Hi all. Hope everyone is having a good summer. My girlfriend is taking me camping in the White Mtns Aug 1-4. We are staying at lost River and want to get a decent day hike in. A friend suggested Moosilauke and the pics I googled looked beautiful and the mountain definitely looks doable for my GF and I.  Can anyone suggest a route up the mountain that wouldn't be too strenuous, but also had beautiful views? I would say we are looking at an intermediate to advanced intermediate hike with beautiful views.  If any other mountains in the area come to mind that fit this description I would be welcome to those suggestions as well. Any and all advice/insight is greatly appreciated. Thanks in advance!

Rob


----------



## hammer (Jul 22, 2013)

If you are staying at Lost River Campground then I believe that's the closest 4000 footer.  Base elevation is on the high side as well which makes for this being one of the easier 4000 footers to do as well.
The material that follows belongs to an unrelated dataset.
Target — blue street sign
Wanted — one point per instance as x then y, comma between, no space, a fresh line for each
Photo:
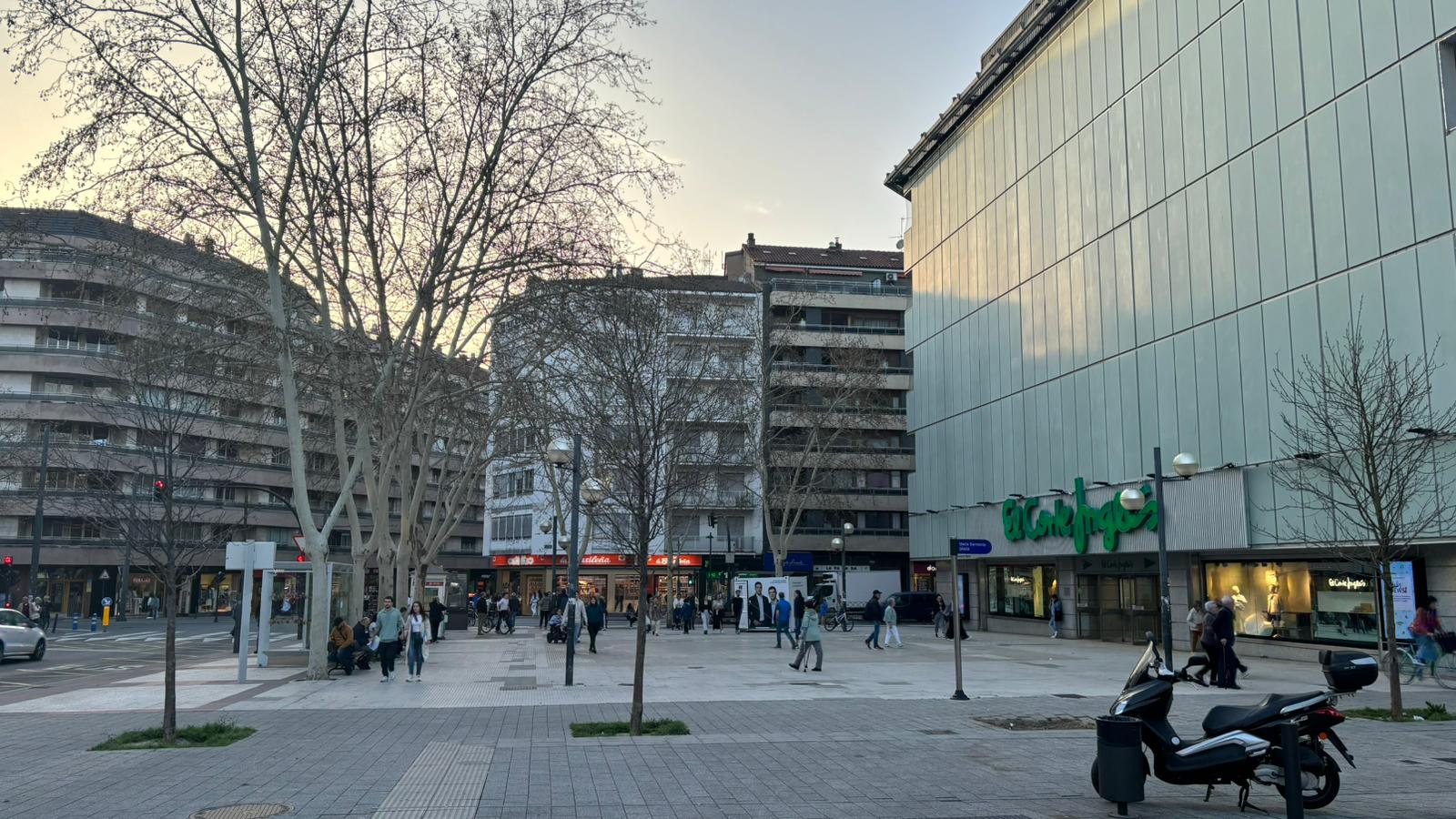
970,547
We hiked Moosilauke in May, went up Gorge Brook Trail and down Carriage Road.  Round trip was a little over 7 miles and we went on the slower side and it took a bit over 5 hours.  Was cloudy, drizzle, and in the 30s when we went so I can't speak personally for the views, but the peak is above treeline so if you go on a clearer day it should be great.


----------



## Cannonball (Jul 22, 2013)

hammer said:


> If you are staying at Lost River Campground then I believe that's the closest 4000 footer.  Base elevation is on the high side as well which makes for this being one of the easier 4000 footers to do as well.
> 
> We hiked Moosilauke in May, went up Gorge Brook Trail and down Carriage Road.  Round trip was a little over 7 miles and we went on the slower side and it took a bit over 5 hours.  Was cloudy, drizzle, and in the 30s when we went so I can't speak personally for the views, but the peak is above treeline so if you go on a clearer day it should be great.



#1 for Hammer's suggested route.  This route climbs the whole way but the pitch is moderate and the footing is good.  Other routes (Beaver Brook) are MUCH more strenuous.  The views from the summit of Moosilauke are some of the best in the Whites.  

Don't forget that this is a 4K with plenty of above treeline.  Bring warm clothes.  We hiked it a few weeks ago on a 75 degree day.  The summit was ~45 with 40mph winds.  We were very glad to have hats, gloves, and shells.


----------



## David Metsky (Jul 22, 2013)

I saw a report on VFTT that Gorge Brook is closed due to a section of the trail being wiped out by recent rains. The Snapper trail up and down would be the easiest  route, but if you are willing to add 2 miles to the journey you can do a loop with the Asquam Ridge trail that is a gentle (but longer) descent.


----------



## Abubob (Jul 22, 2013)

Best resource for up to date trail conditions:http://www.newenglandtrailconditions.com/

Just enter search for Moosilauke and you get a list of the most recent hike reports


----------



## Cannonball (Jul 22, 2013)

David Metsky said:


> I saw a report on VFTT that Gorge Brook is closed due to a section of the trail being wiped out by recent rains. The Snapper trail up and down would be the easiest  route, but if you are willing to add 2 miles to the journey you can do a loop with the Asquam Ridge trail that is a gentle (but longer) descent.



Do you know when that report was?  I hiked it in mid-June.  Sections of the Gore Brook Trail had been washed out indeed.  But a short detour had already been developed off the Snapper Brook Trail.  But then there were more rains recently.  SO I wonder if this is additional damage.


----------



## David Metsky (Jul 22, 2013)

The report was from this morning. If you want to confirm, call the Ravine Lodge at *(603) 764-5858. *


----------



## bart (Jul 22, 2013)

Thank you all so much for the thoughtful and thorough responses!  I knew it would be cold at the summit, but not that cold! great advice from everyone!


----------